Heni menambahkan, hingga November 2025, neraca APBN Regional Riau mencatat defisit Rp5.853,23 miliar.

"Ini artinya pemerintah pusat menyalurkan dana lebih besar ke Riau dibanding penerimaan yang dihimpun dari Riau. Namun defisit ini masih jauh lebih rendah dari target sebesar Rp13.375,48 miliar," ungkap Heni.

Lebih lanjut, Heni menjelaskan bahwa  kinerja penyaluran Kredit Usaha Rakyat (KUR) dan Pembiayaan Ultra Mikro (UMi) menunjukkan peran signifikan sektor UMKM di tengah kontraksi ekonomi.

Realisasi KUR Riau 2025 mencapai Rp8,83 triliun untuk 104.235 orang debitur. Jumlah penyaluran tercatat mengalami kontraksi sebesar 5,34 persen (y-o-y), dengan kinerja penyaluran mencapai 88,59 persen dari total plafon.

"Rata-rata penyaluran KUR mencapai Rp84,79 juta per debitur, dengan pencapaian debitur sudah 95,04 persen dari target," kata Heni.

Sementara itu, relasi UMi Riau 2025 tercatat sebesar Rp387,11 miliar untuk 54.477 orang debitur. Yang mana ini tercatat mengalami pertumbuhan sebesar 40,28 persen (y-o-y), dengan kinerja penyaluran mencapai 159,18 persen dari target.

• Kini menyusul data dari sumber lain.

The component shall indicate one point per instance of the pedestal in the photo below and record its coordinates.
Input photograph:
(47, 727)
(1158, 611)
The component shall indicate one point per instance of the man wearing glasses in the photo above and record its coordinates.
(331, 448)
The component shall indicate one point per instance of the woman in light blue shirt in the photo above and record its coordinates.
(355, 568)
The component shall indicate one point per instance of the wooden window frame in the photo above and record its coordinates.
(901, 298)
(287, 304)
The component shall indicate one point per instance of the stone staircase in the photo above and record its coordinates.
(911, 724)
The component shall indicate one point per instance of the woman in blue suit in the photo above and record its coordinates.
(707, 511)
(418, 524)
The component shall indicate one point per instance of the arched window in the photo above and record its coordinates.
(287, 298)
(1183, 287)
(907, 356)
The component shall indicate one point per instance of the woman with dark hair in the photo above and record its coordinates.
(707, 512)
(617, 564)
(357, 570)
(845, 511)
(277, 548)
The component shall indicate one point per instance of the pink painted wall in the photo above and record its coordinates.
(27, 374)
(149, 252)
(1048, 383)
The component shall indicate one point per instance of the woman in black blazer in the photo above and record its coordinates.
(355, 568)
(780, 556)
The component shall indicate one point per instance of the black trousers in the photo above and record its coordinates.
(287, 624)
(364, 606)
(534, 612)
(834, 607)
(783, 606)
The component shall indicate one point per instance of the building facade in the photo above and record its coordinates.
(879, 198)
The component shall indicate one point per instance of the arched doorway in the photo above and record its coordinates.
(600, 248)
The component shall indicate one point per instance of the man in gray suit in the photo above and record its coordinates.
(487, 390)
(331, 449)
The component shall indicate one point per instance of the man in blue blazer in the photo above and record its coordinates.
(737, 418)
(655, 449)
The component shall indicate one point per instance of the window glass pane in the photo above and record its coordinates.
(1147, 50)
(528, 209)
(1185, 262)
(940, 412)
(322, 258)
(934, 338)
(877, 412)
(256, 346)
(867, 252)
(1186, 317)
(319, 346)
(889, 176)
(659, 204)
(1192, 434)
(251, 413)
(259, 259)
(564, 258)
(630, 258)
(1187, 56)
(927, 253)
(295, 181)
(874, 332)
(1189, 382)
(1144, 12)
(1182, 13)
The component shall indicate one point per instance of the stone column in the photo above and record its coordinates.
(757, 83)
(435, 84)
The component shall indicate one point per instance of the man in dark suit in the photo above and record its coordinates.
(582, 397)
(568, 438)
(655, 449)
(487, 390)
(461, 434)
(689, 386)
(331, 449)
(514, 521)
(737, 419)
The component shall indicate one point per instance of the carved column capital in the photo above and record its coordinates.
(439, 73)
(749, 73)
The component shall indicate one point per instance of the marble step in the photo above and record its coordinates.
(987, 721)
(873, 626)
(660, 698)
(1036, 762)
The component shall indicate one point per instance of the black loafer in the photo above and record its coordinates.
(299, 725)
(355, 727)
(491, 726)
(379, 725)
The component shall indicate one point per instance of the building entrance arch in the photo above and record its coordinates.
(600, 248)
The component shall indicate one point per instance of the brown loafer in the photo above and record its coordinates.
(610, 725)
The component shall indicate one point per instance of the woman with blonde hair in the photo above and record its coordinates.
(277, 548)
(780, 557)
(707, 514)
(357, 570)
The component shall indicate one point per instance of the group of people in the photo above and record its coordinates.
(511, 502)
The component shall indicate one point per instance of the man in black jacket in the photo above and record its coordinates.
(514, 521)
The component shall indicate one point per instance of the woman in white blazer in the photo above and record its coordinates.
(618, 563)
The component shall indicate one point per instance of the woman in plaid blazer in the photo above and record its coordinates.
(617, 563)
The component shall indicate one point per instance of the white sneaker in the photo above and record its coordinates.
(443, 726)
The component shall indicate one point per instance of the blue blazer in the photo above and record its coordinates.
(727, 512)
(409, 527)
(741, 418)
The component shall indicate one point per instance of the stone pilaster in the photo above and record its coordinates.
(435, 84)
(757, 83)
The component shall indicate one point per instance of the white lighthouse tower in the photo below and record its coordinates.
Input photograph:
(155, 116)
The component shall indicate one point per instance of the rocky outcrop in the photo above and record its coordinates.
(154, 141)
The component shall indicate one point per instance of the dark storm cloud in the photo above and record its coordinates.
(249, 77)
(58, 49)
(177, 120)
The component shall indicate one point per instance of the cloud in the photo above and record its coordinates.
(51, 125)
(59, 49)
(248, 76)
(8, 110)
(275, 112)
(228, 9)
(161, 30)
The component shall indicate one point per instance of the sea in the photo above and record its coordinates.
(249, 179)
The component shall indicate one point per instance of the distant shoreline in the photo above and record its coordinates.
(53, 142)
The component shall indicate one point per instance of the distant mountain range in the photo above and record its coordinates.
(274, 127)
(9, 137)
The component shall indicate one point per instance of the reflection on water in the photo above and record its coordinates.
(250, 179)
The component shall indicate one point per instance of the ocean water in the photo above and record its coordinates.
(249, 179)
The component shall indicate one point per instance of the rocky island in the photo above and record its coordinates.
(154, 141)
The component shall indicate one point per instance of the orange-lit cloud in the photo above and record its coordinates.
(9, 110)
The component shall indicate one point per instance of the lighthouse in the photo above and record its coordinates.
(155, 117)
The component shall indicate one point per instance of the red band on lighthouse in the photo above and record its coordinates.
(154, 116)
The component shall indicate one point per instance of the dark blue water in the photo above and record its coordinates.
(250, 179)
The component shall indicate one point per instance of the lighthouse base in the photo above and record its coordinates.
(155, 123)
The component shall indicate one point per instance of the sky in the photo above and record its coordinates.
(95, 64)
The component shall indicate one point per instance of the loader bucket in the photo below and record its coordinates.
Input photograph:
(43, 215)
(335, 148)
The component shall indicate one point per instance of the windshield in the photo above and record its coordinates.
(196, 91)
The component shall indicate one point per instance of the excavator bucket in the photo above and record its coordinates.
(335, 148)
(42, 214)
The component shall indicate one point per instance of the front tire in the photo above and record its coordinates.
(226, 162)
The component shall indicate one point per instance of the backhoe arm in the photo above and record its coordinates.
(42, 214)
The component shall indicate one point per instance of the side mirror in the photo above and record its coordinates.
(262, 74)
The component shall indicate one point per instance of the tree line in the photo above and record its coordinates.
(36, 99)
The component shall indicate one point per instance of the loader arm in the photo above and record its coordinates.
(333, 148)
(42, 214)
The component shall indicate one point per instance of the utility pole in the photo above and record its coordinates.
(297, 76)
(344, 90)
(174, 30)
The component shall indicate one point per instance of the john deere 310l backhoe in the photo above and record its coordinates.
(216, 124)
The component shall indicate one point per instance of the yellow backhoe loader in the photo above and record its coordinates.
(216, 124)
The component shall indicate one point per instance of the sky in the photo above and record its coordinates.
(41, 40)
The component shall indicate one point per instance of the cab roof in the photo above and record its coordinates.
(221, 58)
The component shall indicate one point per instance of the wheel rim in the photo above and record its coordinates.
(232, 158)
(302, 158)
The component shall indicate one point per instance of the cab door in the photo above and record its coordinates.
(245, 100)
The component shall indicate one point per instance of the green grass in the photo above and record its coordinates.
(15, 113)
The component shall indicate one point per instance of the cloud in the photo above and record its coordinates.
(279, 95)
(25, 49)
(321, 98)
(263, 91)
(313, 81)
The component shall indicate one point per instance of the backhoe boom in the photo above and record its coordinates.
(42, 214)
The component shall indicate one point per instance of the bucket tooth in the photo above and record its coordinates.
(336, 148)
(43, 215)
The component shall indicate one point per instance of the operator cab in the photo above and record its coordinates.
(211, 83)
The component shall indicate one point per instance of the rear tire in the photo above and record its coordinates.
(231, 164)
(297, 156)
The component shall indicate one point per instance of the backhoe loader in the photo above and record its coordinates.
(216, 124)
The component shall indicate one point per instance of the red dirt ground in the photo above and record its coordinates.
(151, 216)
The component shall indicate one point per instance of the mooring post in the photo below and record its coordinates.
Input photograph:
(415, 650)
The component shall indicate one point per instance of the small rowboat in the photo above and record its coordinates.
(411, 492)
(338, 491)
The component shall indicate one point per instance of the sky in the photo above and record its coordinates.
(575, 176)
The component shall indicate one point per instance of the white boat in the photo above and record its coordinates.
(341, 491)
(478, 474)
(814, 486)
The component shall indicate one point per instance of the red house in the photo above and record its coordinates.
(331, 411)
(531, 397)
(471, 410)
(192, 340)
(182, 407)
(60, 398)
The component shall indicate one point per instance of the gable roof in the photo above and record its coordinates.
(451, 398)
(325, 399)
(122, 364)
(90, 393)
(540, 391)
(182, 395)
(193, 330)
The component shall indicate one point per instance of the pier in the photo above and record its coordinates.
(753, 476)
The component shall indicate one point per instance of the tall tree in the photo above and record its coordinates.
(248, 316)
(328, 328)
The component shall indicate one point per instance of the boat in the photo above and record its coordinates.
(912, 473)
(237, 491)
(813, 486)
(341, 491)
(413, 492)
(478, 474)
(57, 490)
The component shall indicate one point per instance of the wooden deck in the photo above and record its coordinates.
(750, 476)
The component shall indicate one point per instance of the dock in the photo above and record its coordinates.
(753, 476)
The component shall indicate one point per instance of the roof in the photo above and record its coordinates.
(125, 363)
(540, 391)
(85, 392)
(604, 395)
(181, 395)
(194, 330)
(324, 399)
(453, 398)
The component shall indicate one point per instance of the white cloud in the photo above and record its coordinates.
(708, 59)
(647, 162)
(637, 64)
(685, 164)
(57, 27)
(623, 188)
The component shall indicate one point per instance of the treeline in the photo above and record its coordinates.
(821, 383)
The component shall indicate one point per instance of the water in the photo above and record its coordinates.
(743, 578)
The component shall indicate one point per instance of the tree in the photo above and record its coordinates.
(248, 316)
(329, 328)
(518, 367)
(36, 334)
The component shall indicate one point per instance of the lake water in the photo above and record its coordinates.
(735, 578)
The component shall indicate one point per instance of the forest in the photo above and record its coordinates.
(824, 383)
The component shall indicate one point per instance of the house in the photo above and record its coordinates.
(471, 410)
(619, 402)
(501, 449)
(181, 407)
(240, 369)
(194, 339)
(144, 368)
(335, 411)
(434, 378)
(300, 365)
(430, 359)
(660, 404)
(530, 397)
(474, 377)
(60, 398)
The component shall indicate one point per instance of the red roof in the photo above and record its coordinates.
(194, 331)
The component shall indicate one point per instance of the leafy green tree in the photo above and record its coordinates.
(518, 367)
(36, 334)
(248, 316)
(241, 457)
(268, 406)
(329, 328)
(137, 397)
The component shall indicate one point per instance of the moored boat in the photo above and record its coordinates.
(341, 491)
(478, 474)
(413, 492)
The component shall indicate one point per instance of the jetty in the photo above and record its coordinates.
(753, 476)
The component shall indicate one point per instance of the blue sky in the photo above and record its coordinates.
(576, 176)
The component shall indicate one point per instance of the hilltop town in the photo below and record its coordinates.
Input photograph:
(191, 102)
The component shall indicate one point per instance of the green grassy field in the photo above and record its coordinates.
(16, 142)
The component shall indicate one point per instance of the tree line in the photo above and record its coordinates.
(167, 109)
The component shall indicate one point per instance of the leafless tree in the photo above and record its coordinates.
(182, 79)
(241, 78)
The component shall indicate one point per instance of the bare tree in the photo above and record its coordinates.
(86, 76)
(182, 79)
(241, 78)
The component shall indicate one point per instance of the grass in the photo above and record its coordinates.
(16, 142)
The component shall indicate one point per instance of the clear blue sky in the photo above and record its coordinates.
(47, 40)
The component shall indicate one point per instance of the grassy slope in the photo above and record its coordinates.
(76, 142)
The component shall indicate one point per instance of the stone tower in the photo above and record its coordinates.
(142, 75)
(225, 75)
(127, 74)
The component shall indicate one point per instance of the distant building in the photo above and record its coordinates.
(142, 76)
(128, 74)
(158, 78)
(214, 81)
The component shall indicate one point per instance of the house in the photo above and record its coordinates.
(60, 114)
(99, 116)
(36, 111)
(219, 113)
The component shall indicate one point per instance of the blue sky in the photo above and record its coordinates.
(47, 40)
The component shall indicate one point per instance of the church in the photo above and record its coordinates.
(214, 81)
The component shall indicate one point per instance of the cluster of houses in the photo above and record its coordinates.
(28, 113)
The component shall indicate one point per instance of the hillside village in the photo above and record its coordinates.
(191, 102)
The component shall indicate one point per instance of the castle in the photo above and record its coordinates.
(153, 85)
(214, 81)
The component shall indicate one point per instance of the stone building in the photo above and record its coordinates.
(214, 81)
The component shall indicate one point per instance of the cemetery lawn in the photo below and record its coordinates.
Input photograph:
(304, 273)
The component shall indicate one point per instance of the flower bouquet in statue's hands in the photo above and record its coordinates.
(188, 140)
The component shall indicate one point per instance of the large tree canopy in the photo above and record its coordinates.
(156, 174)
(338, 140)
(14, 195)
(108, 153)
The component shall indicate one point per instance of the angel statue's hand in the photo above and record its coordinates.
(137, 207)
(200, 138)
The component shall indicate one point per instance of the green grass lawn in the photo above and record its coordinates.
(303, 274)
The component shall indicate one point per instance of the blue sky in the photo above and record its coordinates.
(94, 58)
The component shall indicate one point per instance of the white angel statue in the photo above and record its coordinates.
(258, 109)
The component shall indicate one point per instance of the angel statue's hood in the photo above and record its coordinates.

"UMi tumbuh sangat kuat baik dari sisi nilai maupun jumlah debitur, menunjukkan permintaan pembiayaan ultra mikro yang terus meningkat," ucapnya.

Selain APBN, DJPb Riau juga menampilkan perkembangan APBD Provinsi Riau. Yang mana realisasi pendapatan daerah tercatat Rp26.295,68 miliar, atau 69,37 persen dari pagu, turun 10,31 persen (y-o-y).
Penurunan ini terjadi hampir di semua komponen.

Pendapatan Asli Daerah (PAD): -4,61 persen Pendapatan Transfer turun 11,58 persen dan transfer antar daerah turun 23,41 persen. Namun demikian, LLPDyS tumbuh tinggi 47,65 persen.

Masih Heni, realisasi belanja daerah mencapai Rp24.329,01 miliar (62,24 persen dari pagu), didominasi belanja operasi sebesar Rp19.044,79 miliar.

Tetapi total belanja turun signifikan. Belanja operasi turun 14,59 persen, belanja modal turun 47,01 persen dan belanja transfer turun 20,99 persen. Efisiensi belanja dan implementasi opsen pajak menjadi faktor utama penurunan.

Meski pendapatan menurun, APBD Riau hingga November 2025 mencatat surplus Rp2.255,86 miliar, berkebalikan dari pagu yang memproyeksikan defisit.

"Surplus ini bukan karena pendapatan meningkat, tetapi karena belanja yang terealisasi rendah," tegas Heni.

DJPb mencatat, hingga akhir November 2025, pembiayaan daerah tercatat Rp138,68 miliar, sebab penerimaan pembiayaan melebihi pembayaran cicilan pokok utang.